Although performance for number of words was similar in both AD groups, when we observed the spoken content, this was seen to worsen with progression of the disease. This discrepancy between content and fluency in mild and moderate AD patients may be explained by the fact that quantity of discourse may have been maintained through the use of redundant words or those unrelated to the content, which Nicholas et al.[10] have called "noninformative speech". This finding appears to be frequent in studies utilizing the CTP.[5,10,12-14,32]

We also found that education influenced number of words as well as information units. Mackenzie[6] analyzed picture-supported discourse with the CTP in healthy individuals aged from 40 to 88 years and found that the less educated participants produced shorter and incomplete descriptions. In our sample, education significantly influenced the discourse in the healthy controls and AD participants.

Our study should be viewed in the light of some limitations. One such limitation is that the number of patients and controls was relatively small. This fact might have affected the results obtained, mainly the similarity of the AD groups on performance with information units.

Another limitation is that the mean education of our sample was lower than that of studies designed abroad. Despite the difference in this characteristic, it is important to consider this population of less educated aged individuals living in low and middle income countries (LAMIC) because, according to Ferri et al.,[33] they are set to account for the majority of patients with dementia in the world.

Since patients with AD who are more educated perform better on cognitive tests than less educated patients, we were especially careful with our inclusion criteria and the process of stratification of AD subjects, by considering not only raw MMSE scores, but also their adequacy with the local education norms.

This study was relevant in confirming the underperformance of patients with AD compared to healthy subjects as well as the evolution of the discursive aspects in the disease.
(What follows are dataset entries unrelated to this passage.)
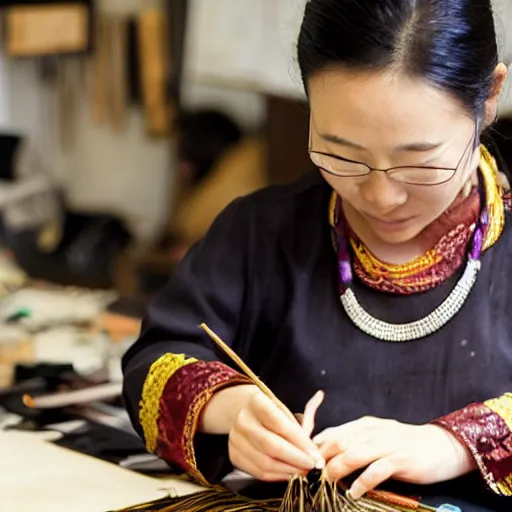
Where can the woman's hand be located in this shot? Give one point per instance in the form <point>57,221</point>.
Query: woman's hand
<point>388,449</point>
<point>271,445</point>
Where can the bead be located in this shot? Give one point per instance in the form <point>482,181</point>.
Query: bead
<point>421,328</point>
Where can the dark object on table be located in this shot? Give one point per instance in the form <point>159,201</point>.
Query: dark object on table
<point>85,256</point>
<point>103,442</point>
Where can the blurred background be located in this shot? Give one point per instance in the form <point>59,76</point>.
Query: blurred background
<point>126,126</point>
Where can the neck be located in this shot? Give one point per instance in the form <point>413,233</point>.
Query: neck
<point>399,254</point>
<point>396,254</point>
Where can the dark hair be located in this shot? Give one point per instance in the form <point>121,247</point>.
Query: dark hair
<point>450,43</point>
<point>203,137</point>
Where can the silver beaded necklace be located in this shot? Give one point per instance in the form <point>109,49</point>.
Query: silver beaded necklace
<point>421,328</point>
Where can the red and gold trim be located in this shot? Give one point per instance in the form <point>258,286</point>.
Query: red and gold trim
<point>159,374</point>
<point>181,404</point>
<point>486,430</point>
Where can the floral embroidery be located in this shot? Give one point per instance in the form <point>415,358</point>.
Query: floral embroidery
<point>488,437</point>
<point>159,374</point>
<point>181,405</point>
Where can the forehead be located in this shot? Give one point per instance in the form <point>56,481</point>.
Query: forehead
<point>382,108</point>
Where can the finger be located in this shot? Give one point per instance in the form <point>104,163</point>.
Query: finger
<point>280,449</point>
<point>273,419</point>
<point>340,445</point>
<point>347,429</point>
<point>378,473</point>
<point>247,458</point>
<point>357,457</point>
<point>308,422</point>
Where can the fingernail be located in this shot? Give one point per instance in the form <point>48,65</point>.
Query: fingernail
<point>320,464</point>
<point>356,492</point>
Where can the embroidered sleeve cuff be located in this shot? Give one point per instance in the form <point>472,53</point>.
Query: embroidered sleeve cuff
<point>173,397</point>
<point>486,430</point>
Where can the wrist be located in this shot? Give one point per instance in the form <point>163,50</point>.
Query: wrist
<point>462,456</point>
<point>220,413</point>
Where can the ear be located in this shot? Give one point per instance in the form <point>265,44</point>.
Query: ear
<point>491,105</point>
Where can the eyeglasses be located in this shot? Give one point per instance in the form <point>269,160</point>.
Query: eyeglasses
<point>411,175</point>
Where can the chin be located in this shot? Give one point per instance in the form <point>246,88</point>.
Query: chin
<point>399,236</point>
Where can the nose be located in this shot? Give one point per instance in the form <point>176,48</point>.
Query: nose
<point>383,193</point>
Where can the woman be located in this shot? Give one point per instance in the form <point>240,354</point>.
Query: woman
<point>405,220</point>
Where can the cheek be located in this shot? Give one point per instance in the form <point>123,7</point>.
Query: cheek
<point>436,200</point>
<point>347,189</point>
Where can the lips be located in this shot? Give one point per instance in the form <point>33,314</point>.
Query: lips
<point>389,224</point>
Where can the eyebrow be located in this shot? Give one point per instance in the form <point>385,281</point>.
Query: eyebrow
<point>418,147</point>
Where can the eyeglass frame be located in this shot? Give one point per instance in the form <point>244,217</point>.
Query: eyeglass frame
<point>474,139</point>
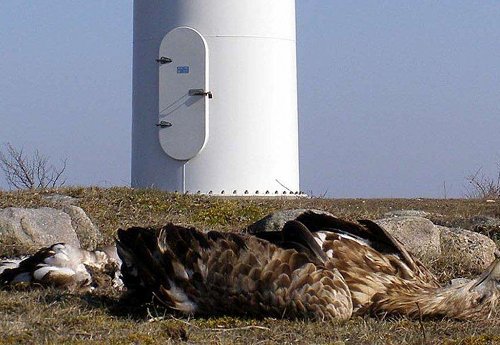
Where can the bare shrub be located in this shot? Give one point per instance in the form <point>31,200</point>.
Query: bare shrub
<point>23,171</point>
<point>482,186</point>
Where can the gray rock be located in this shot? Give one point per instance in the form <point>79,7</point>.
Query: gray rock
<point>419,235</point>
<point>473,250</point>
<point>275,221</point>
<point>30,228</point>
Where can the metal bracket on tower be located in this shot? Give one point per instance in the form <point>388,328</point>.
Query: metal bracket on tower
<point>200,92</point>
<point>163,60</point>
<point>164,124</point>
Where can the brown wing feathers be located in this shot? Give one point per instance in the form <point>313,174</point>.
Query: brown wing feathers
<point>227,273</point>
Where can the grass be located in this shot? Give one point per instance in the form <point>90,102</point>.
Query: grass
<point>38,316</point>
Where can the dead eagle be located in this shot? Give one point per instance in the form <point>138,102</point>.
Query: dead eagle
<point>64,266</point>
<point>317,266</point>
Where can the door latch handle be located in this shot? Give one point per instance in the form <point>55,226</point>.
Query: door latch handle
<point>200,92</point>
<point>163,60</point>
<point>164,124</point>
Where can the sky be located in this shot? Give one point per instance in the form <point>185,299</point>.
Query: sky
<point>396,98</point>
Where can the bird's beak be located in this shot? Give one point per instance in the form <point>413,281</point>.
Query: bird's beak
<point>492,272</point>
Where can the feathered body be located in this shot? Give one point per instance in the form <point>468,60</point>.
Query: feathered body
<point>223,273</point>
<point>317,266</point>
<point>61,265</point>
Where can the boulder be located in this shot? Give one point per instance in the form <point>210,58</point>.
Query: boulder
<point>25,229</point>
<point>475,251</point>
<point>32,228</point>
<point>419,235</point>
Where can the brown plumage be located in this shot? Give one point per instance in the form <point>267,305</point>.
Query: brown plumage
<point>384,278</point>
<point>223,273</point>
<point>317,266</point>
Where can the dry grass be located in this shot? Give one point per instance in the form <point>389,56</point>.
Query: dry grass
<point>51,316</point>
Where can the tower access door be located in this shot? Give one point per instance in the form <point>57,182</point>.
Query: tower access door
<point>183,93</point>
In addition, the task used is an important tool for investigating functional communication, with minimum memory requirements. Its analysis can be controlled and performance compared with patients with the same disease in other countries and various sociodemographic characteristics or even with repeat evaluations involving the same patient. Thus, the CTP has proved its usefulness in clinical research in AD.[5,6]

Discourse production (and comprehension) remains an important field for furthering knowledge on the dissolution of language in AD and a potential instrument for functional screening tools and therapeutic techniques to improve the lives of people living with dementia.